The more compelling finding with regard to physical functioning scores in this sample is the magnitude of deviations from national norms for specific age groups. Significant deviations from norms were observed among relatively young adults—those in the third decade of life. Forty-eight percent of our study participants were older than 40 years, and they reported levels of functioning comparable to the elderly in the general population. The mean score for the sample as a whole resembles scores reported anecdotally in other studies of adults with severe mental illness (
34,
36,
37). The mean score is also comparable or slightly better than normative scores for persons with diagnoses of chronic medical illnesses that are prevalent among persons with severe mental illness, including hypertension and type II diabetes (
33). However, these norms are based on chronically ill people who were considerably older than our sample, as indicated by mean ages and the proportion older than 55.
The cross-sectional self-reported nature of these data precludes any conclusions about accelerated physical decline in the population represented by the study participants. Conditions that influenced the health of 35-year-olds in this sample may not be the same factors that produce physical limitations among persons over age 50. Nevertheless, the limitations observed at early ages and the consistent trend for each successive age group suggest decline. Although it is imprecise, we came informally to refer to this phenomenon as "premature aging."

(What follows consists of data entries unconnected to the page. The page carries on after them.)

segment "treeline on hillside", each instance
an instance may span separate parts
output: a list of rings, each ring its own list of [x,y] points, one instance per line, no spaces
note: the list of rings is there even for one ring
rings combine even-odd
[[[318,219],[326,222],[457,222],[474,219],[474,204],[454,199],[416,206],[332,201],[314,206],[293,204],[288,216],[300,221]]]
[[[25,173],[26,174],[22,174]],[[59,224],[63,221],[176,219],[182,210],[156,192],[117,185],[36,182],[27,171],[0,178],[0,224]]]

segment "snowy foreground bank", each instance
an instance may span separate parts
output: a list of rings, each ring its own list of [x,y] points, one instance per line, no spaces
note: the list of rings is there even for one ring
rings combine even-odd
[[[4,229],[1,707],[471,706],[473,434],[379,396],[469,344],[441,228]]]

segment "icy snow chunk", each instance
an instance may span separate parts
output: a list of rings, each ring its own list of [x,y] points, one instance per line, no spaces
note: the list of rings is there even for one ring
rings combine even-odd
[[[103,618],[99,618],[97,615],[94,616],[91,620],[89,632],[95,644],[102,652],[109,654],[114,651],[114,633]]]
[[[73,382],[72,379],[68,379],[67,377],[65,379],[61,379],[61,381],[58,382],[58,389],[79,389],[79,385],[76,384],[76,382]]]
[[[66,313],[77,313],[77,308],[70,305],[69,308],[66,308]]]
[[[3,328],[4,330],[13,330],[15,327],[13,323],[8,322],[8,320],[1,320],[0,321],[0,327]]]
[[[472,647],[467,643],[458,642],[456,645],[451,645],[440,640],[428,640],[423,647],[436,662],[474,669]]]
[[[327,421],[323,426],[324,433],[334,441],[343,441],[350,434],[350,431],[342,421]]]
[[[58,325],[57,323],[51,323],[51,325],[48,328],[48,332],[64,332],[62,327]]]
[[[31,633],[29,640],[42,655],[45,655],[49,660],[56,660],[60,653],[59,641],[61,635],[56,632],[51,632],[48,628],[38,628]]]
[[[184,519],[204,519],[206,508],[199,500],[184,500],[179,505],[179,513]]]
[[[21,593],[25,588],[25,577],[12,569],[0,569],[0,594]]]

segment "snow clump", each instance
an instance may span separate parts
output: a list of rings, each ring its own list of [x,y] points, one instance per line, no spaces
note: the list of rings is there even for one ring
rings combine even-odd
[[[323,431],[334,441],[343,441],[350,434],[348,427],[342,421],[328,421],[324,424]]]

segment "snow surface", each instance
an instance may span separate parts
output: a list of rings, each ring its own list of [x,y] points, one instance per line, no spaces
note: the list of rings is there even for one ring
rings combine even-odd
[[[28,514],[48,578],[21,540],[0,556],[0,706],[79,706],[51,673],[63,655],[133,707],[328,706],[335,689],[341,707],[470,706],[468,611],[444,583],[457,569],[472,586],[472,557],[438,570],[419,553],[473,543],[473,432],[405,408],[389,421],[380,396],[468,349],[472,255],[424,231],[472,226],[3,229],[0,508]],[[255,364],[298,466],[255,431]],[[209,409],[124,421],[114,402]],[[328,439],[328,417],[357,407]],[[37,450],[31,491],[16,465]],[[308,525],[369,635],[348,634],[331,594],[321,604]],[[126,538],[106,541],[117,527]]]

This study had other important limitations. Persons who agree to participate in a clinical trial may differ from other persons with mental illness. Diagnoses were abstracted from clinical charts, and their validity is unknown. Normative data lacked information on sociodemographic factors that often accompany mental disorders. The relatively small contribution of diagnostic factors to the final regression model suggests that these social and behavioral variables may be more important than mental disorders themselves. Further longitudinal studies can elucidate whether mental illness plays a causal role, in the presence of sociodemographic factors, on declines in physical functioning.
Even given these limitations, our findings raise the question of where to set the threshold for receipt of services usually reserved for older adults, including home visits and other supports for personal and medical care. Our findings also underscore the need for early intervention to address the formidable health risks that contribute to poor physical functioning in this population. An extensive body of research in psychiatric rehabilitation demonstrates that adults with severe mental disorders can be actively engaged in their own psychiatric care. Mueser and colleagues (
51) noted that 40 randomized clinical trials have established the value of behavioral, educational, and cognitive-behavioral interventions for selfmanagement of severe psychiatric illness. These models may have comparable value for medical risk reduction, as indicated by recent studies of smoking cessation (
52) and weight control (
53). At this juncture, it appears critical to integrate these approaches into community mental health programs.